Kosovo declared itself independent from Serbia on Sunday.  You’ll remember that President Clinton sent American troops to Kosovo as part of a NATO mission to curb Serbian aggression against the ethnic Albanian population there.  At the time, then-candidate George W. Bush criticized Clinton, saying "Victory means exit strategy, and it’s important for the president to explain to us what the exit strategy is."  Funny how just a few short years later the Republicans would be all about invading other countries without any sort of exit strategy, isn’t it?
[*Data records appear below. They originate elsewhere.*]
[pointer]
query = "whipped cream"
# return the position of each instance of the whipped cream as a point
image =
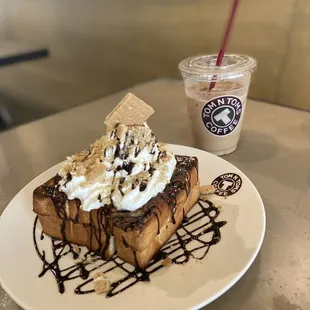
(126, 168)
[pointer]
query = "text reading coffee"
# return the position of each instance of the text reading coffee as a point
(221, 115)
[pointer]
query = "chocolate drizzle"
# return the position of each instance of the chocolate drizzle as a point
(180, 249)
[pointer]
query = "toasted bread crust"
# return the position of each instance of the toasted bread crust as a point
(138, 235)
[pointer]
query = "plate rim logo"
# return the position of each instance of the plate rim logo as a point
(236, 185)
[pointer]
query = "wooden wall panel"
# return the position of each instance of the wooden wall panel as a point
(101, 46)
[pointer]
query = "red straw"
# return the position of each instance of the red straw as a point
(226, 38)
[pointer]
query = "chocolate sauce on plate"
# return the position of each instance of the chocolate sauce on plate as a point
(179, 249)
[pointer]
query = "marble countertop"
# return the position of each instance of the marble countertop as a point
(274, 151)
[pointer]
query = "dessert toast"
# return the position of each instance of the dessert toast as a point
(136, 235)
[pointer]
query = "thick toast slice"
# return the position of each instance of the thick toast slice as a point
(138, 235)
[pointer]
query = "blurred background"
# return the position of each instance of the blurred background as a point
(98, 47)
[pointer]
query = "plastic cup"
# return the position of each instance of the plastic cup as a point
(216, 115)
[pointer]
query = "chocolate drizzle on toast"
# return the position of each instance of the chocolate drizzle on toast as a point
(179, 249)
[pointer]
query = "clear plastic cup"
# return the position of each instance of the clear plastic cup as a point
(216, 115)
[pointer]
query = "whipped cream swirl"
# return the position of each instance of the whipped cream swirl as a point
(126, 168)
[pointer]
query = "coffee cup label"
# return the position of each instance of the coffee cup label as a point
(221, 115)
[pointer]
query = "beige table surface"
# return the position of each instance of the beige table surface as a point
(274, 152)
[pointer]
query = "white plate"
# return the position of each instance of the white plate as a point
(188, 286)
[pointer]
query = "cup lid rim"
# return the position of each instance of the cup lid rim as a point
(203, 66)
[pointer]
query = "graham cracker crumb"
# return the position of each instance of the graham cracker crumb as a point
(130, 111)
(167, 262)
(205, 191)
(76, 248)
(101, 283)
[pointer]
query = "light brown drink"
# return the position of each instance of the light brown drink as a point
(216, 115)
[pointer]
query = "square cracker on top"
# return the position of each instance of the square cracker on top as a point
(130, 111)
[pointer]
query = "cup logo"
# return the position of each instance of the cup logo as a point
(221, 115)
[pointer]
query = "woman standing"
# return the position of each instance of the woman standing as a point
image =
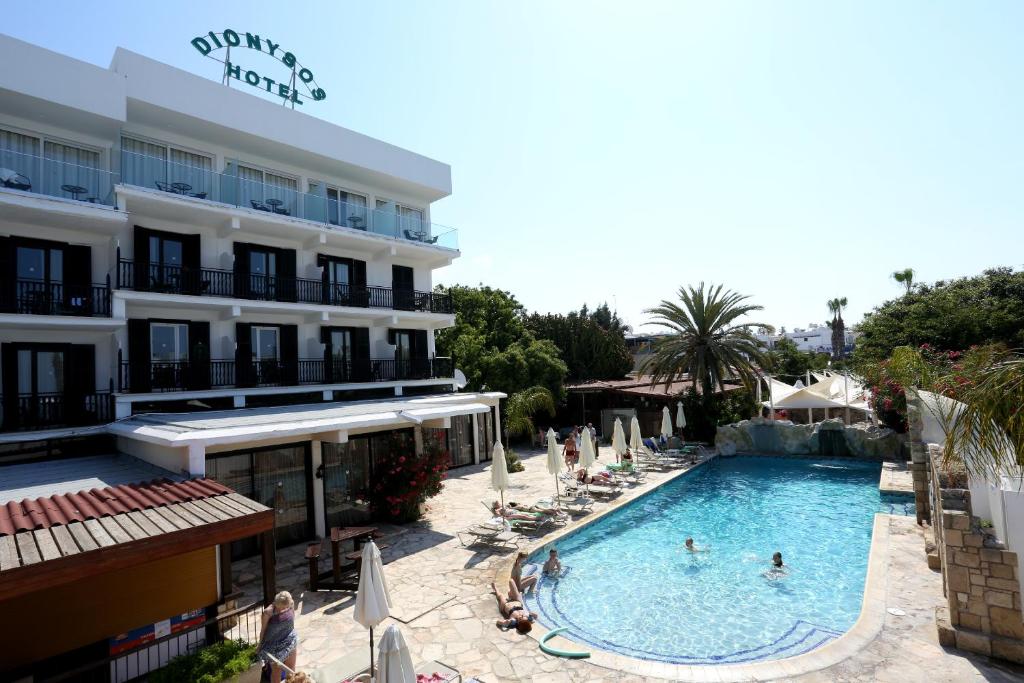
(278, 636)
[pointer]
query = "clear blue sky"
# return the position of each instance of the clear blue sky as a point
(615, 151)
Well, anyway, Serbia was sufficiently defanged and declawed through the U.S. bombing campaign and the eventual deposing of Slobodan Milosovic, but the political question of Kosovo’s autonomy was more or less shoved aside by more pressing issues, especially once the Bush Administration started working on their list of places to invade.  A United Nations protectorate (UNMIK) has been running the show in Kosovo for the last eight years.  Writing at Spiked Online, Philip Cunliffe explains that the declaration does not declare complete independence from the Serbian government in Belgrade, or even from UNMIK.  Instead, the Kosovars have declared themselves to have "supervised independence", transferring the control of their country from UNMIK to another protectorate controlled by the EU called EULEX, which gets 16,000 NATO troops to use in maintaining the stability of the area.  Mr. Cunliffe concludes:

"The travesty of Kosovo’s declaration of independence is not the act of secession, nor the undermining of international law, but the very idea of supervised independence – a contradiction in terms if ever there was one."

He notes, as well, that the new flag of Kosovo (seen above) bears more than a passing resemblance to the flag of the EU, rather than the traditional flag, which bore the twin-eagle of Albania.  It’s kind of unfortunate that the flag also has that big mustard stain right in the middle.  The deaign committee must have been having a dinner meeting.